State Lawmaker Says Port Authority will get No State Help Until Legacy Costs are Addressed

Governor Tom Corbett is expected to sign legislation that takes away the Port Authority of Allegheny County's ability to review applications to provide bus service in the county. Interested parties would still have to get approval from the Pennsylvania Public Utility Commission and live under that entity's regulations.

The Senate last week approved House Bill 10, which the lower chamber passed in the fall.

Representative Mark Mustio (R-Allegheny) is a cosponsor of the bill.

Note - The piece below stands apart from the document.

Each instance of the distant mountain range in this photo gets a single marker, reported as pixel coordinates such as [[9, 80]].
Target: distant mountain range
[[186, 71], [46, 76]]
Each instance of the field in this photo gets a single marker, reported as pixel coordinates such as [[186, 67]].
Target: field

He spoke to Essential Pittsburgh, and addressed the concern that's been expressed that the bill would allow private companies to come into the city, cherry-pick the best routes and leave those in need stranded.

"I think that's a bunch of hooey," he said. "The Port Authority is cutting routes where the buses are full. If you can't make money when the buses are full, when are they going to make money?"

PAT has scheduled drastic service cuts for the fall due to a projected $67 million deficit and a drop in state funding. That has caused an outcry from the community. Protesters have repeatedly called on state lawmakers to restore funding. Mustio said state funding isn't the issue, and added more funds won't be allotted until PAT makes changes.

"I suspect a lot of it has to do with legacy costs, benefit costs that are paid to their drivers. Quite honestly, when I rode the buses into Pittsburgh, interviewing the passengers, they didn't care if it was a Port Authority bus, they just wanted a bus," he said.

Mustio called PAT contract benefits "outlandish," and said there's nothing like them in the private sector. He said he'd like to see benefits similar to other transit agencies across the state, that don't offer the unlimited health care benefits PAT employees get.

The Representative emphasized that the state will take no action until the Port Authority does its part.

"The only way, in my opinion, that we're going to address this issue is to have some sort of competition and, at the end of the day, if the cuts have to take place, they're going to take place," said Mustio. "It's my understanding that there's not going to be any additional revenues until there's some significant concessions made."